Des pelleteuses de l’armée israélienne ont entamé lundi la destruction de treize immeubles considérés comme illégaux par Israël et situés dans la partie palestinienne de Jérusalem. L’État hébreu considère que ces immeubles, comptant une septantaine d’appartements et dont la plupart sont toujours en cours de construction, sont construits trop près de sa clôture de sécurité, qui sépare le territoire israélien de la Cisjordanie palestinienne. Ces constructions constituent dès lors selon Israël, une menace pour sa sécurité.

La Cour suprême israélienne avait ordonné leur démolition le 18 juin, donnant trente jours aux résidents pour évacuer les lieux.

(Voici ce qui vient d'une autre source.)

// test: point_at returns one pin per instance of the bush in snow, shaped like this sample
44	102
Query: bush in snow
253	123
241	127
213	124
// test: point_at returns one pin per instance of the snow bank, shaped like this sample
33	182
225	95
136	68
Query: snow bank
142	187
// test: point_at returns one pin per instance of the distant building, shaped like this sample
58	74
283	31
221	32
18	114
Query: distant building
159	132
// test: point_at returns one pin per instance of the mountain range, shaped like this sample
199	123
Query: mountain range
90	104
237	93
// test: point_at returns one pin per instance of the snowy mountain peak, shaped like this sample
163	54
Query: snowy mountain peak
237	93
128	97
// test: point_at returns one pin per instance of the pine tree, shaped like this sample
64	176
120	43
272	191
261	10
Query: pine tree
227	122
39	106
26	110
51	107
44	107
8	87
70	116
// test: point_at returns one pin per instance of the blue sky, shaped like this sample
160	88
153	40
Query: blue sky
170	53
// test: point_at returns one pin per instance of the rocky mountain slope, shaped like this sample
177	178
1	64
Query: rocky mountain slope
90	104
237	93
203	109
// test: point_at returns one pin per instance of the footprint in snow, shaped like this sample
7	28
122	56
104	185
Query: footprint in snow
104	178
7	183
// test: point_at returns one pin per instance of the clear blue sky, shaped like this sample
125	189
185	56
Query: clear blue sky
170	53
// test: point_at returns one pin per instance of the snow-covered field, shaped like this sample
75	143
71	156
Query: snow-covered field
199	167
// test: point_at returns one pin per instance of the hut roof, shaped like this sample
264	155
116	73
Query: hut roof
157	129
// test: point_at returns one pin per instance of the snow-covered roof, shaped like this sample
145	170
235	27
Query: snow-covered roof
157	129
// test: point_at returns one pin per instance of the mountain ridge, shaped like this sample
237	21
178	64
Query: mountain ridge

Les pelleteuses détruisent aussi des logements en construction.
Les pelleteuses détruisent aussi des logements en construction. © AFP

Ces logements, qui concernent quelque 350 personnes, se trouvent dans la banlieue sud-est de la Ville sainte, à Sour Bahir, qui s’étend à cheval sur Jérusalem-Est et la Cisjordanie. Mais contrairement au reste de cette localité, le quartier de Wadi Hoummous où sont érigés les immeubles se trouve au-delà des limites de la municipalité de la Ville sainte, soit en Cisjordanie occupée par Israël. Les autorités Palestiniennes affirment que ces constructions figurent en zone A, donc sous le contrôle administratif et sécuritaire palestinien selon les Accords d’Oslo, et dès lors que leur construction ne nécessitait pas l’obtention d’un permis de construire israélien, contrairement à ce qu’Israël prétend.

Le litige surtout tient au fait que ces immeubles se trouvent dans une zone planifiée pour l’extension des colonies israéliennes implantées à Jérusalem-Est. Les autorités palestiniennes arguent d’ailleurs qu’Israël abuse du prétexte de la sécurité pour détruire des logements palestiniens. Elles soutiennent aussi que l’État hébreu tente de modifier la structure de la population dans la partie orientale et palestinienne de la ville. Israël considère Jérusalem dans son ensemble comme sa capitale indivisible, au mépris des résolutions de l’Onu et du consensus international, sévèrement remis en question en décembre 2017 par les États-Unis de Donald Trump.